Housing Bulletin - They Might Be Giants

Last week, two real-estate projects in the Chicago tradition of “make no little plans” took some giant steps forward, as both plans won approval from the city’s Plan Commission. One is the ongoing proposal to build a twisting 150-story condo tower-the architect Santiago Calatrava’s Chicago Spire-just north of the Chicago River and west of Lake Shore Drive. Plans for the tower are in their fourth incarnation since the original developer, Christopher Carley, unveiled a rendering of the building in July 2005. (Garrett Kelleher’s Dublin-based Shelbourne Development is now handling the project.) A subsequent redesign made the building look like a stumpy version of the architect’s initial curvaceous beauty, but the latest version brought some sexiness back to the design. On April 19th, the commission gave its unanimous approval to the latest plan; it now goes before the City Council’s zoning committee on April 26th, and from there to the full council in May.

At the same meeting, the Plan Commission also approved a proposal by Walton Street Capital to put offices, condos, hotel rooms, and parking in the mammoth old Main Post Office that hangs over the Congress Expressway just west of the South Branch of the Chicago River. The 2.5-million-square-foot structure, built in 1921 (with a 1933 addition), has stood empty for almost 11 years, since the United States Postal Service moved into a new facility immediately south of it. During those years, proposals surfaced to put everything from an Ikea store to a casino to an auto mall in the architectural white elephant. Walton Street plans to remove almost a third of the building’s gargantuan mass, leaving two end towers and a low section between them that will house the hotel.

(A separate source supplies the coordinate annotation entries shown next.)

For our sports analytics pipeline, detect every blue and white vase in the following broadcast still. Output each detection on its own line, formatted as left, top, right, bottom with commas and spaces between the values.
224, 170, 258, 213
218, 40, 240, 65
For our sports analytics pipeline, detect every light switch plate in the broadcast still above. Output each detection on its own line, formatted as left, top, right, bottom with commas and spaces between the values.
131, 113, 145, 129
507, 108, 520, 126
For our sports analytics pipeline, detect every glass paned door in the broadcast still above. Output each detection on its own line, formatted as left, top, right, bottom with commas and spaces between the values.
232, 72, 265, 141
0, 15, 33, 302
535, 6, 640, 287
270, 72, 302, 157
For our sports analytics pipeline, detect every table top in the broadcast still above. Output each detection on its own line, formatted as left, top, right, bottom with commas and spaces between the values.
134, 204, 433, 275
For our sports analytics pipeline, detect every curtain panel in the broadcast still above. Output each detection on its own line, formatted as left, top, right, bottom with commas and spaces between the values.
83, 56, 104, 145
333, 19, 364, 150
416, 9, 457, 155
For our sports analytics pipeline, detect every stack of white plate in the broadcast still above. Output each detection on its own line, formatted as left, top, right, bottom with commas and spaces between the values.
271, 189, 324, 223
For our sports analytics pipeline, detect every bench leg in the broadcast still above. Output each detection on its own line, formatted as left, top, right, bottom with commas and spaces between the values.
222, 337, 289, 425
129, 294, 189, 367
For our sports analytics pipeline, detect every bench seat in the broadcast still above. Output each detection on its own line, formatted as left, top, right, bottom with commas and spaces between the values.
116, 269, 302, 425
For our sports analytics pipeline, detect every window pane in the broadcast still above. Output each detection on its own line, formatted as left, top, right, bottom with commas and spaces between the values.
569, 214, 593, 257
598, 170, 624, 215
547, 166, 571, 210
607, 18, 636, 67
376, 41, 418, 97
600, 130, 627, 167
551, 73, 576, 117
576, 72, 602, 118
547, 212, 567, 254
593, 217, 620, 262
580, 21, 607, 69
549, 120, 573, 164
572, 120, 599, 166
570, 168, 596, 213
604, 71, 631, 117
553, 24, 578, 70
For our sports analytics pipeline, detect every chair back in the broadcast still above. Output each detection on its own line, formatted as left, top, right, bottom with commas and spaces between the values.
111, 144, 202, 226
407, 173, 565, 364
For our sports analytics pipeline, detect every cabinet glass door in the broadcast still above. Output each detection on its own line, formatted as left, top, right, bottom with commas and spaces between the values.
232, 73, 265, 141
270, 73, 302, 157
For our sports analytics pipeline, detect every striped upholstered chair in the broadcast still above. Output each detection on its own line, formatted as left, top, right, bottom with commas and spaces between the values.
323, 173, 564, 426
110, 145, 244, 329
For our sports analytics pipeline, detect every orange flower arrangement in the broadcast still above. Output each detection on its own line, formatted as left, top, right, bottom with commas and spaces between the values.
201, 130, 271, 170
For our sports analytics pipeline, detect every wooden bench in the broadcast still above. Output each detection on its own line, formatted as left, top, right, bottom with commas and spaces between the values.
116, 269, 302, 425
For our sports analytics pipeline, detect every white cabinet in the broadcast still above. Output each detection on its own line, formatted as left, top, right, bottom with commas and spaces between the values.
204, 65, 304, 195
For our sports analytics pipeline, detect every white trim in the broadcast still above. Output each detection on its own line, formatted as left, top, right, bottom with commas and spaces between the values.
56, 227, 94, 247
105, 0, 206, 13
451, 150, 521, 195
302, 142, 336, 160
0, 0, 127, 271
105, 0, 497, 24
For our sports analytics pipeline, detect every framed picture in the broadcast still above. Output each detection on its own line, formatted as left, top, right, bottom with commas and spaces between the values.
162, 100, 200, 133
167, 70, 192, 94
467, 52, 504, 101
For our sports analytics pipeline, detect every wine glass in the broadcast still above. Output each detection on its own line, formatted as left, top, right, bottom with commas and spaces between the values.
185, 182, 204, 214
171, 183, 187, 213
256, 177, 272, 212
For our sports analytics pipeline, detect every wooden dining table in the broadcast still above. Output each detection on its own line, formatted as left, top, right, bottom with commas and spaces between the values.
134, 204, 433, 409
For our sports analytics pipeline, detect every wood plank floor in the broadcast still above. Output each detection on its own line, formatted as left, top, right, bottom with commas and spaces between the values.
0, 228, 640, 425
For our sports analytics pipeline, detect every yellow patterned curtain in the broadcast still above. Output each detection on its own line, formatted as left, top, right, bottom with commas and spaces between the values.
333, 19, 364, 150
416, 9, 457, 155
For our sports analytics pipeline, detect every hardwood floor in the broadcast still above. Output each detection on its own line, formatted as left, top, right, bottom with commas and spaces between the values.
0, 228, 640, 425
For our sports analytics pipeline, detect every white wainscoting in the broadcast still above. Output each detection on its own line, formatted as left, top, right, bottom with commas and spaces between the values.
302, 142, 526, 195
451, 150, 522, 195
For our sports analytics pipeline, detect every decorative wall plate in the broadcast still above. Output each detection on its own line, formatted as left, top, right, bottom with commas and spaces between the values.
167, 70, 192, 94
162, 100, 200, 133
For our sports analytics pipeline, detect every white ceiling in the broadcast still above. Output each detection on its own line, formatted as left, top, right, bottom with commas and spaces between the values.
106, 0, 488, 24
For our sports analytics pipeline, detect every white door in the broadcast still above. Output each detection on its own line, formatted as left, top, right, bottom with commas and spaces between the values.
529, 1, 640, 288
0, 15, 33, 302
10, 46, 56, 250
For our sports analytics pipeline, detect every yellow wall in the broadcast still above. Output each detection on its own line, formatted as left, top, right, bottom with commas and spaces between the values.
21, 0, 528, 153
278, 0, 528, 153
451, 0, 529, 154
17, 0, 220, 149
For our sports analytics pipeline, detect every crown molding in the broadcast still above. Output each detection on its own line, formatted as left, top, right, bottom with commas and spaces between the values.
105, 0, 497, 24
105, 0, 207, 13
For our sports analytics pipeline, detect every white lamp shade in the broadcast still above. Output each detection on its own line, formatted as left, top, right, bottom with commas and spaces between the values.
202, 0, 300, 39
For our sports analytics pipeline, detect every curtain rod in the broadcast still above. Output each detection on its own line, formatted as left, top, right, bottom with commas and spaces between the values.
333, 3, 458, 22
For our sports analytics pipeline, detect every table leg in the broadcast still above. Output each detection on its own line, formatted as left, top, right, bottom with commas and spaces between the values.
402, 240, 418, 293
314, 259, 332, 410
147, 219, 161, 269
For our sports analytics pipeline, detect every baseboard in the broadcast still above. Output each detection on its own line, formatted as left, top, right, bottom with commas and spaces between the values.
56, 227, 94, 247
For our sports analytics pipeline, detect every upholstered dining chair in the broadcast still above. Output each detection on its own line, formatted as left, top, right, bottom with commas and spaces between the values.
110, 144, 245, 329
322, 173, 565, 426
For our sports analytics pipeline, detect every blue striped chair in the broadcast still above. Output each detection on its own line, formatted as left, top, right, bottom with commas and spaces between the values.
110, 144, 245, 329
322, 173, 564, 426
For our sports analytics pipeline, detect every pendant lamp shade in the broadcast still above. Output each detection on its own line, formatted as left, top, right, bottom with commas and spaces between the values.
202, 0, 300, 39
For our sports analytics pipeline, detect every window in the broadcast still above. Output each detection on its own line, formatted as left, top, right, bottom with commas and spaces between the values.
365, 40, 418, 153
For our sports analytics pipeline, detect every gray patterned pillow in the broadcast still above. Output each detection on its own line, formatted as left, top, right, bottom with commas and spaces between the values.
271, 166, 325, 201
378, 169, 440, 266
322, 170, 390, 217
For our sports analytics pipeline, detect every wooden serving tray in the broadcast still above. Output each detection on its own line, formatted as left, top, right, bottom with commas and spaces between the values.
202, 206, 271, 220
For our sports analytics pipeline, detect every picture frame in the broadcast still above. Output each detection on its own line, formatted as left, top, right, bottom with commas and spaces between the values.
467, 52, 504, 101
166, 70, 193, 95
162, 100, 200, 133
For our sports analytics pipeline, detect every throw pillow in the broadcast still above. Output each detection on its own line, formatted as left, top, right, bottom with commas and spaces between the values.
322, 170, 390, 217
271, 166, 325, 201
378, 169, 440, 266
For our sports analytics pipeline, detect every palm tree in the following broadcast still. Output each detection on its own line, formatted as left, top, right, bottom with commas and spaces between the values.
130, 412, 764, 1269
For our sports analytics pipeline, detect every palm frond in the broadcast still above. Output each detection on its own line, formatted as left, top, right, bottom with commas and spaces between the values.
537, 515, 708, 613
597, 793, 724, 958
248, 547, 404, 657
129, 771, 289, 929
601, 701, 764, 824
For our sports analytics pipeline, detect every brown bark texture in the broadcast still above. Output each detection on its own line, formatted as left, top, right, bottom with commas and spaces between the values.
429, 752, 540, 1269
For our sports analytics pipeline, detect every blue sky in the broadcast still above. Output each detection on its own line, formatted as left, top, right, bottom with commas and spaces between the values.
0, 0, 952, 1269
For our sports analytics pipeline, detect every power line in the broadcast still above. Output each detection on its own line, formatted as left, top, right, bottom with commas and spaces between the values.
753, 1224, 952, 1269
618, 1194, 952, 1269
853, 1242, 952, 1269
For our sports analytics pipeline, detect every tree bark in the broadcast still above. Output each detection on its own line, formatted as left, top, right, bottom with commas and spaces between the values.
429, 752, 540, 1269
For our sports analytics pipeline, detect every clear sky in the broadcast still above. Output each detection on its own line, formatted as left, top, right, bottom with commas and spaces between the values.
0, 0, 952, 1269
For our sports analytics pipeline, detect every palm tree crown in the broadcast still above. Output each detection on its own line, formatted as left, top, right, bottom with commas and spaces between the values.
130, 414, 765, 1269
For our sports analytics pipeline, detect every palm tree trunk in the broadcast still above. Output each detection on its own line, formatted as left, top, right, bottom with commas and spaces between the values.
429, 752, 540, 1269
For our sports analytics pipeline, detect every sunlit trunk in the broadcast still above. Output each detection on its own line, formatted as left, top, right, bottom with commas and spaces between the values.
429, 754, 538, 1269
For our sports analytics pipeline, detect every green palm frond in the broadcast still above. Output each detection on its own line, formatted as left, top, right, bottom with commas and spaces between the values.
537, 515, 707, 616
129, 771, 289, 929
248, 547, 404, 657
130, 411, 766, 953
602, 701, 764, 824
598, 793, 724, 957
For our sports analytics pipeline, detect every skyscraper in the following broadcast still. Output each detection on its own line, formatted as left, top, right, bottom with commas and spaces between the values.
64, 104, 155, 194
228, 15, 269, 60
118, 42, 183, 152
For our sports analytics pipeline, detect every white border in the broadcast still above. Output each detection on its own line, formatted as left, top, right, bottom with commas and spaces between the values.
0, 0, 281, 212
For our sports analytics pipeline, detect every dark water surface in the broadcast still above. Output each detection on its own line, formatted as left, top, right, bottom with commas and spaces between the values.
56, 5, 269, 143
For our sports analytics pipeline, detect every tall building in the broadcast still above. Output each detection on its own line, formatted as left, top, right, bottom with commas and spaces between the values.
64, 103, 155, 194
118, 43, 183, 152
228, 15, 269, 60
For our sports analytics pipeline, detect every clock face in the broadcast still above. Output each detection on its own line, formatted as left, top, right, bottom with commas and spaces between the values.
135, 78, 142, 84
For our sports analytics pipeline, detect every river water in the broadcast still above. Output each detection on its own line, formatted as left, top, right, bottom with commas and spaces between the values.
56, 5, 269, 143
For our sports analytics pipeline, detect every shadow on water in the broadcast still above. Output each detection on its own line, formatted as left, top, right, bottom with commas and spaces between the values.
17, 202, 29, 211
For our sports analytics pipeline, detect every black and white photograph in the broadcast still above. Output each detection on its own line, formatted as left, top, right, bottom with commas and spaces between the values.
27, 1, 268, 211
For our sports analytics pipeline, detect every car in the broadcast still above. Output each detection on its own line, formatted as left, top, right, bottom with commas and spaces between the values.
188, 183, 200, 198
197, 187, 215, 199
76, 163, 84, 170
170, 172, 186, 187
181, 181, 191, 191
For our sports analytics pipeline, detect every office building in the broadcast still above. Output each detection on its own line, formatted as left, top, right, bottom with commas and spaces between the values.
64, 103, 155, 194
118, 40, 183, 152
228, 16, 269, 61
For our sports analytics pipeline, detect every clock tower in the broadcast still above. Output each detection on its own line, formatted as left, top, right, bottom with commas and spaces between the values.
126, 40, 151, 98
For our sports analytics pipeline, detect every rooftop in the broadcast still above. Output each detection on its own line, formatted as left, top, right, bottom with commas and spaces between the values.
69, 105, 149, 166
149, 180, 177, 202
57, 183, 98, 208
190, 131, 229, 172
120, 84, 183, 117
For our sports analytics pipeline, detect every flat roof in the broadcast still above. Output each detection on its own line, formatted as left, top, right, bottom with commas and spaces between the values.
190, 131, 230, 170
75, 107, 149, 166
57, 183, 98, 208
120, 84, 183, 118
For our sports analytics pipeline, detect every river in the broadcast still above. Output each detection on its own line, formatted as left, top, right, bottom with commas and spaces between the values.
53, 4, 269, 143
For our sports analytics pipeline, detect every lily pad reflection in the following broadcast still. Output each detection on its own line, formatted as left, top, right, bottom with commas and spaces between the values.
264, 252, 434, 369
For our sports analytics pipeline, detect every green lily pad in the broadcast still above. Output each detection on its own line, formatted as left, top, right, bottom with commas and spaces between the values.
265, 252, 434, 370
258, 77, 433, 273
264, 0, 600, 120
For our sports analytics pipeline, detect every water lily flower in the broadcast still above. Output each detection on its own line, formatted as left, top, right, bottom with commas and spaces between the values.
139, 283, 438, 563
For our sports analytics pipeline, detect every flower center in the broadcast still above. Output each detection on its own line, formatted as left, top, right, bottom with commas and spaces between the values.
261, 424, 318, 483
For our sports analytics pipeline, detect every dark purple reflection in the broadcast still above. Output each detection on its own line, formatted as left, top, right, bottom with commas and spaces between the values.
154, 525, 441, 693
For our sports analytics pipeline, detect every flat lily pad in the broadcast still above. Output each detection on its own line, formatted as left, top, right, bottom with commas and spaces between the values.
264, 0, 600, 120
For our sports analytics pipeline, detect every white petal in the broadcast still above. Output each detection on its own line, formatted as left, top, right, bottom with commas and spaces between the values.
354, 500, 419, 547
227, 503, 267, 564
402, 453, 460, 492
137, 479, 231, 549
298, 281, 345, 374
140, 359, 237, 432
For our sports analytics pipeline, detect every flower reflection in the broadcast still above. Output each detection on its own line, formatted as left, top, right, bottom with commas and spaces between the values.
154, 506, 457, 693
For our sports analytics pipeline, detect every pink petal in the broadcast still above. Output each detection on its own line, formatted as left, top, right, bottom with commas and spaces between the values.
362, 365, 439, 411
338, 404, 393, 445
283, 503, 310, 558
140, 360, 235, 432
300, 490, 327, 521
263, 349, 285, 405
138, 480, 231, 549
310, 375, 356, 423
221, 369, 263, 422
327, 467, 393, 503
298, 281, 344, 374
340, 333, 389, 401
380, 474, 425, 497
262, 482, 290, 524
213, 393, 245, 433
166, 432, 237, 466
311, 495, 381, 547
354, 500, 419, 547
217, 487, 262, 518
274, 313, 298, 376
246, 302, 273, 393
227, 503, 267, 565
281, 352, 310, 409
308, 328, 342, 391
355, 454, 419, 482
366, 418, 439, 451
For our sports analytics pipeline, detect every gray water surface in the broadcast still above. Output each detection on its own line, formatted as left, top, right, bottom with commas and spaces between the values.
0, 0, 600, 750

The Spire and the post office have different fundamentals. Potentially an instant landmark-and, if built, the tallest building in the Americas-the Spire would put about 1,200 condos along a very desirable stretch of lakefront; the mixed-use, rehabbed post office would drop 300 condos into an area not yet established as a residential neighborhood. Construction on both projects is slated to begin later this year.